28/02/2016 15:22 AST

Moody's Investors Service sharply cut Oman's sovereign credit rating on Saturday, just weeks before the country may launch its first international bond issue in nearly 20 years, citing damage to state finances from low oil prices.

Moody's lowered Oman by two notches to A3 and kept the rating on review for a further downgrade, saying the country, a small exporter of crude, had fewer financial reserves than its rich neighbours to cope with an era of cheap oil.

"Oman has a comparatively weaker asset cushion, with government financial to only about three years of spending," the ratings agency said.

In 2016, Oman's current account deficit will reach almost 25 percent of gross domestic product, improving only slowly to a deficit of 16 percent by the end of 2018, Moody's said.

Its new rating for Oman is three notches above an assessment by Standard & Poor's, which 10 days ago lowered the country two notches to BBB-minus, one notch above junk status.

Credit ratings have become more important to Oman as the state budget deficit opened up by low oil prices has strained liquidity in the domestic banking system, forcing the government to consider returning to the international debt market.

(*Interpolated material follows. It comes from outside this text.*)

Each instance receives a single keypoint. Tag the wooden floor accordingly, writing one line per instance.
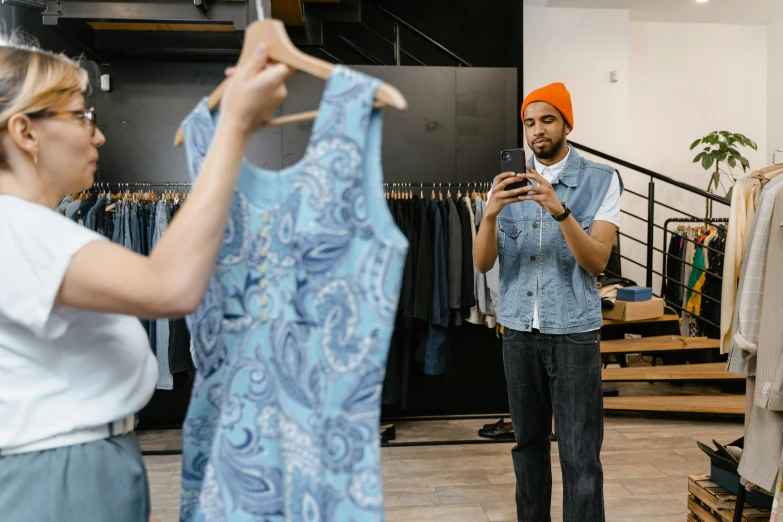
(646, 463)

Oman is in talks with banks about a sovereign US dollar bond issue that could take place as soon as the second quarter of this year, sources aware of the matter told Reuters this week. The central bank's executive president Hamood Sangour Al Zadjali said this month that the government might issue bonds by the middle of this year as part of a plan to borrow up to $10 billion from abroad.

Earlier this month, Bahrain cancelled a $750 million bond sale after Standard & Poor's cut the kingdom by two notches to 'BB/B', making Bahrain the first of the wealthy Gulf oil exporters to fall below investment grade in the current downturn.

S&P cited the damage caused by low oil prices to the state finances of Bahrain, which has much smaller financial reserves than its neighbours.